TV audience ratings, the subject of a number of controversies including a Congressional investigation, possible legislation and legal suits, is especially poor, according to survey respondents.

The ARF, which has been loath to criticize TV ratings supplier Nielsen throughout the debate, said that when it comes to TV audience measurement issues, the "syndicated service moves too slowly to address urgent needs." Respondents cited "slow reaction time" to rapid changes, especially digital video recorders and video-on-demand, which Nielsen is only now beginning to address.

Nielsen was also criticized for failing to deploy an out-of-home measurement system, as well as a TV commercial ratings system.

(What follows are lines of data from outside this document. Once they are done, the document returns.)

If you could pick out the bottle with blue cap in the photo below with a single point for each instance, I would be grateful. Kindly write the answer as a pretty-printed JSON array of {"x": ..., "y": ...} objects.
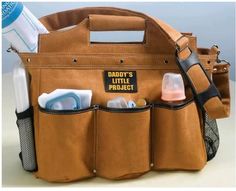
[{"x": 20, "y": 27}]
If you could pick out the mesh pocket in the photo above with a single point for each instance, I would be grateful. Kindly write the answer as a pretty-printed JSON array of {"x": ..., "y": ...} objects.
[
  {"x": 212, "y": 138},
  {"x": 26, "y": 132}
]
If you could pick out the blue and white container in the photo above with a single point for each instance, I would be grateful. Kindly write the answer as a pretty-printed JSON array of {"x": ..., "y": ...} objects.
[{"x": 20, "y": 27}]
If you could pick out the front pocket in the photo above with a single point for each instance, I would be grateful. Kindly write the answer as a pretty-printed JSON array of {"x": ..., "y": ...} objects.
[
  {"x": 122, "y": 142},
  {"x": 177, "y": 141},
  {"x": 65, "y": 145}
]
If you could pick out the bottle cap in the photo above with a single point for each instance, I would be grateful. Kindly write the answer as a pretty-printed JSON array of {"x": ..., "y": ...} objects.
[
  {"x": 173, "y": 87},
  {"x": 10, "y": 12}
]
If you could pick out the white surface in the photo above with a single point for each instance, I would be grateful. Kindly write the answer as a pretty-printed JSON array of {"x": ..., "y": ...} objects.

"There is no true measurement on how our commercials perform. We want to measure a true ROI and to date we can only give program performance data as an input to our models, not commercial-specific data," said one respondent. "Measurement beyond the simple concept of exposure must be developed--we have to understand the impact of an ad on inclination to purchase--or profile of the brand," said another.

Radio's current research standard, paper diaries, were described as "relics of the past," and respondents encouraged the industry to move forward on the deployment of the portable people meter system being developed by Arbitron, and to come up with more refined means of measuring multicultural audiences.

Print media audience measurement was criticized for its lack of scale--especially for consumer magazines, in which too few titles are actually measured by research suppliers, as well as for the lack of electronic measurement methods. The long lag times between audience measurement and reporting was also deemed a key issue.

Online, the newest of the major media examined, was found to lack two "basic requisites" for suitable audience measurement:


1 - Demographically defined audiences.
2 - The ability to reliably accumulate those over standard time periods. "The lack of adequate integration of the audience metrics provided by third-party ad servers and publishers/sites with the Web-user panels led respondents to judge the metrics as only 'vehicle-centric rather than user-session related,'" concluded the report.

Most significantly, the ARF said online audience measurement currently is incompatible with that of other major media, making it difficult if not impossible for online to be compared on a like-for-like basis.

Multimedia audience comparisons, in general, were cited as another crucial area for development.

The ARF plans to continue the discussion Sept. 29 with a forum on its so-called "Audience Measurement Initiative" during Advertising Week in New York.